Reports claimed that the movement had amassed total assets of some RM 20 billion (U.S. $8 billion) through its business activity, regimentation of commune labour and donations from supporters from within and outside Malaysia, and was fast becoming a force to be reckon with. (After his arrest, however, Ashaari denied this and admitted that the figure had been inflated to exalt his image and his movement.)

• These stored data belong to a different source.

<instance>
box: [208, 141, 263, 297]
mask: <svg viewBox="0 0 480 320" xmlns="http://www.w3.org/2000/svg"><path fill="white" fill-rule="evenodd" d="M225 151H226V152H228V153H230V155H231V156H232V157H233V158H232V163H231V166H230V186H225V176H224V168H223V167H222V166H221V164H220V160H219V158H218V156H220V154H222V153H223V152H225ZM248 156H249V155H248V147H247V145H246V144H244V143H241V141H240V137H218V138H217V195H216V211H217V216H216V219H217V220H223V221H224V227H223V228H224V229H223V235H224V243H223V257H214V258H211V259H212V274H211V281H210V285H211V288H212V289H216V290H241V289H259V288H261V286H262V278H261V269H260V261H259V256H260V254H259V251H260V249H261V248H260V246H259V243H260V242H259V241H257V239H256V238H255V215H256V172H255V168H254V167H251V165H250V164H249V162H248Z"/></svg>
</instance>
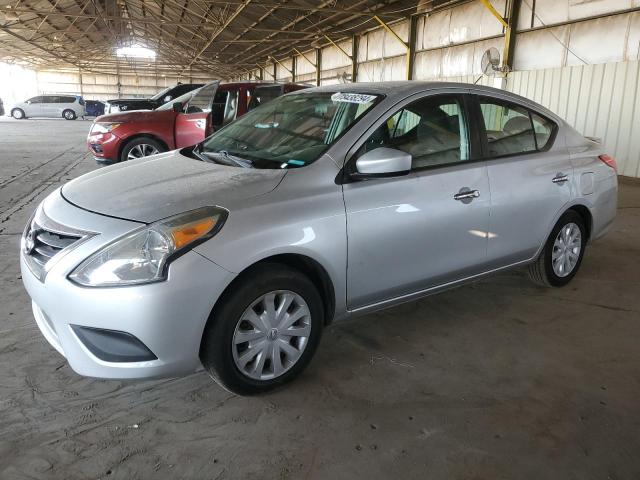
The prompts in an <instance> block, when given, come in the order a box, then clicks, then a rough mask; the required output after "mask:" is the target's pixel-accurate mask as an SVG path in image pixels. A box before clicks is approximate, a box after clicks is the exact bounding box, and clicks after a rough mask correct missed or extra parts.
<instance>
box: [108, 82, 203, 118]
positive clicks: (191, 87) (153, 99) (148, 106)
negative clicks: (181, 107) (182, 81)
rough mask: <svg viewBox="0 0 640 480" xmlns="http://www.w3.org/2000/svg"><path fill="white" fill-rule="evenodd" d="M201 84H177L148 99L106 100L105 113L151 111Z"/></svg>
mask: <svg viewBox="0 0 640 480" xmlns="http://www.w3.org/2000/svg"><path fill="white" fill-rule="evenodd" d="M203 85H204V84H202V83H179V84H178V85H173V86H171V87H167V88H165V89H163V90H161V91H159V92H158V93H156V94H155V95H154V96H153V97H150V98H117V99H113V100H107V105H106V109H105V112H106V113H114V112H126V111H129V110H153V109H155V108H158V107H159V106H160V105H164V104H165V103H167V102H170V101H171V100H174V99H175V98H178V97H179V96H181V95H184V94H185V93H187V92H190V91H192V90H195V89H196V88H200V87H202V86H203Z"/></svg>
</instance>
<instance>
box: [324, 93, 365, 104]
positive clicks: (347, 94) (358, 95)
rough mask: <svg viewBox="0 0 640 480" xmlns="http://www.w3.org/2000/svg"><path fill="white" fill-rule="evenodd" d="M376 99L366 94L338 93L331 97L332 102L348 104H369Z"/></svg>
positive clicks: (353, 93) (335, 93)
mask: <svg viewBox="0 0 640 480" xmlns="http://www.w3.org/2000/svg"><path fill="white" fill-rule="evenodd" d="M375 99H376V96H375V95H366V94H364V93H341V92H336V93H334V94H333V95H331V100H332V101H334V102H347V103H369V102H373V101H374V100H375Z"/></svg>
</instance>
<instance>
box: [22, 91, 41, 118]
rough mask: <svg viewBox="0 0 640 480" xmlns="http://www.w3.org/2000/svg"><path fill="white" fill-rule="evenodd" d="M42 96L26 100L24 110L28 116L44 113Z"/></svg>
mask: <svg viewBox="0 0 640 480" xmlns="http://www.w3.org/2000/svg"><path fill="white" fill-rule="evenodd" d="M42 100H43V97H42V96H38V97H32V98H30V99H29V100H27V101H26V102H25V105H24V107H23V108H24V110H25V112H24V113H25V114H26V116H27V117H38V116H41V115H42Z"/></svg>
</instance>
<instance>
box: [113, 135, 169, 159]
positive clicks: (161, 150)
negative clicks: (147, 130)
mask: <svg viewBox="0 0 640 480" xmlns="http://www.w3.org/2000/svg"><path fill="white" fill-rule="evenodd" d="M166 151H167V149H166V148H165V146H164V145H162V144H161V143H160V142H158V141H157V140H154V139H153V138H150V137H137V138H134V139H132V140H129V141H128V142H127V143H126V144H125V146H124V147H123V149H122V151H121V152H120V159H119V160H120V161H121V162H126V161H127V160H135V159H136V158H142V157H148V156H150V155H155V154H157V153H162V152H166Z"/></svg>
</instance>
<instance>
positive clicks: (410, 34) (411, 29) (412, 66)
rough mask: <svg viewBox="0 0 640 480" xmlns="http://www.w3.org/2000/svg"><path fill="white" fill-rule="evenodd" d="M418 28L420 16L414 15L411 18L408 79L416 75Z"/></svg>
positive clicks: (407, 75)
mask: <svg viewBox="0 0 640 480" xmlns="http://www.w3.org/2000/svg"><path fill="white" fill-rule="evenodd" d="M417 30H418V16H417V15H412V16H411V18H410V19H409V50H408V51H407V80H413V79H414V77H415V71H414V70H415V63H416V32H417Z"/></svg>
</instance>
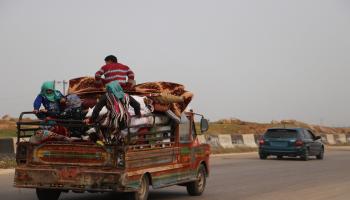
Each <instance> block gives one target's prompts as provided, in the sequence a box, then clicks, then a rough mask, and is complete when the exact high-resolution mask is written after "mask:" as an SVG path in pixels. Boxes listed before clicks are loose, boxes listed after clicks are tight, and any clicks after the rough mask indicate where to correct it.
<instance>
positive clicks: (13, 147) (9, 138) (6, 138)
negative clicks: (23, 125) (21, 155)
mask: <svg viewBox="0 0 350 200" xmlns="http://www.w3.org/2000/svg"><path fill="white" fill-rule="evenodd" d="M14 153H15V145H14V140H13V138H0V154H14Z"/></svg>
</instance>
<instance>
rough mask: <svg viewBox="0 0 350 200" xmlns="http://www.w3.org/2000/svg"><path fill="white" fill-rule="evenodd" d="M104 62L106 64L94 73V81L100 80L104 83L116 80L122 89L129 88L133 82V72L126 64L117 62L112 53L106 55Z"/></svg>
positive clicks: (126, 88) (105, 84) (133, 82)
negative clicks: (123, 63)
mask: <svg viewBox="0 0 350 200" xmlns="http://www.w3.org/2000/svg"><path fill="white" fill-rule="evenodd" d="M105 62H106V65H104V66H102V67H101V69H100V70H99V71H97V72H96V73H95V79H96V81H102V83H103V84H105V85H106V84H108V83H110V82H112V81H118V82H119V84H120V85H121V87H122V88H123V89H124V90H127V89H128V88H130V87H131V85H132V84H133V83H134V82H135V81H134V79H135V74H134V72H133V71H132V70H131V69H130V68H129V67H128V66H126V65H123V64H121V63H118V59H117V57H115V56H114V55H109V56H107V57H106V58H105ZM102 75H104V78H102ZM127 79H128V80H127Z"/></svg>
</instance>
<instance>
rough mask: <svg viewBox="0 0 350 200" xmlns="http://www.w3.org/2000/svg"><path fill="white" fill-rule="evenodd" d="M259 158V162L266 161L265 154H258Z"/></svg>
mask: <svg viewBox="0 0 350 200" xmlns="http://www.w3.org/2000/svg"><path fill="white" fill-rule="evenodd" d="M259 158H260V159H261V160H266V159H267V155H266V154H263V153H259Z"/></svg>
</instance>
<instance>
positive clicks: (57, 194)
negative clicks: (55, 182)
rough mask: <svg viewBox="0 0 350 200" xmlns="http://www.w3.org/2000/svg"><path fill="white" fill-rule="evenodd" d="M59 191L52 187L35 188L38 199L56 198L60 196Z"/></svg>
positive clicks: (36, 195) (46, 199) (59, 196)
mask: <svg viewBox="0 0 350 200" xmlns="http://www.w3.org/2000/svg"><path fill="white" fill-rule="evenodd" d="M60 195H61V191H60V190H53V189H41V188H37V189H36V196H37V197H38V199H39V200H58V199H59V198H60Z"/></svg>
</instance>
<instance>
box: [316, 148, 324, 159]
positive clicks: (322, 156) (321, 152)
mask: <svg viewBox="0 0 350 200" xmlns="http://www.w3.org/2000/svg"><path fill="white" fill-rule="evenodd" d="M323 156H324V149H323V148H322V149H321V151H320V153H319V154H318V155H317V156H316V158H317V159H318V160H323Z"/></svg>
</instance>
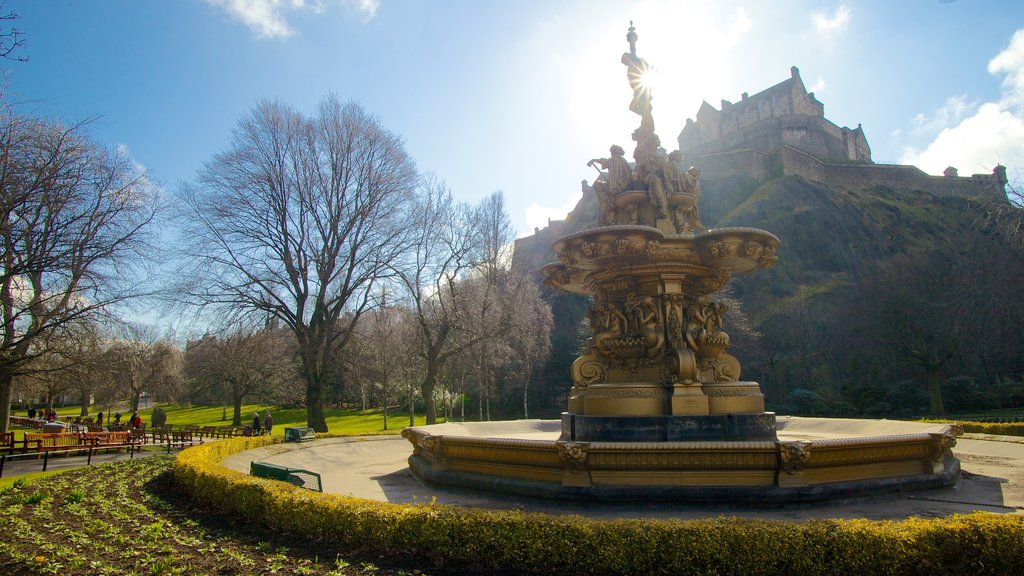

The movement gathered momentum in the 1980s and by 1994 it claimed to have a total membership of 100,000, including 10,000 hardcore members, living in 48 "communes" or "model villages" throughout Malaysia. Each commune had its own school, clinic and other social amenities.

In the initial stages, Ashaari's aim was to conduct Quranic classes to promote Islamic teachings and to combat Western influence on the Muslim community. As it grew stronger, however, it was made a tool for the promotion of charismatic teachings and the indoctrination of blind faith and loyalty among his followers. Believers had to read his "books" and to receive Islamic education through courses designed by him.

Because of the organization's deviationist teachings, the authorities had prohibitted Al Arqam members from conducting their activity in government premises, and the Ministry of Home Affairs had also withdrawn its publishing permit. Publications containing deviationist teaching were banned in the 1980s. The prohibition did not, however, dampen the movement's activity and development.

Since 1988 the Al Arqam leader with his four wives had been on self-imposed exile in Chiengmai, Thailand, from where he gave directives to his followers. It is learned that he and his family and assistants had been using a five-star hotel in Chiengmai as their living quarters. Ashaari has thirty-seven children.

Reports claimed that Ashaari had toyed with idea not only of overthrowing the Malaysian government, but also of aiming ultimately to capture political power in Indonesia so as to set up his own utopian theocracy.

In mid-1994, Ashaari came into open confrontation with Prime Minister Dr. Mahathir bin Mohamad and Mr. Zainal Abidin, the head of the Islamic Centre (Pusat Islam) as a result of the press's exposure of Al Arquam's activity. One local daily, for instance, reported that the movement had trained a secret squad in Thailand and that it might pose a threat to public order and security.

Things came to a head when tapes of Ashaari's self-claimed dialogue with the Prophet Muhammad--insinuating that Allah (God) had chosen him to lead the Islamic community--were circulated among his followers and sympathizers. Malaysia's Islamic Fatwa Council met in Kuala Lumpur on August 5, 1994 to discuss these developments, and unanimously pronounced Al Arqam an illegal body. On August 25, the Ministry of Home Affairs accordingly gazetted Al Arqam's illegal status under the Societies Act of 1966.

In a closed door dialogue between Ashaari and seven of his followers and members of the National Fatwa Committee on October 20, Ashaari confessed that he had deviated from Islamic teaching, and said that he had repented. He also renounced his belief in the late Sheikh Muhammad As-Suhaimi (who died in Klang in 1925) as Imam Mahdi (the awaited one) and denied that he had spoken to the Prophet Muhammad.

Shaari Muhammad, 57, is fondly addressed by his followers as "Abuya" or "Father of the People." Son of a civil servant, he was born in the village of Pilin, Negeri Sembilan, and was five years old when his mother passed away. He received seven years of primary education and was under his uncle's spiritual guidance.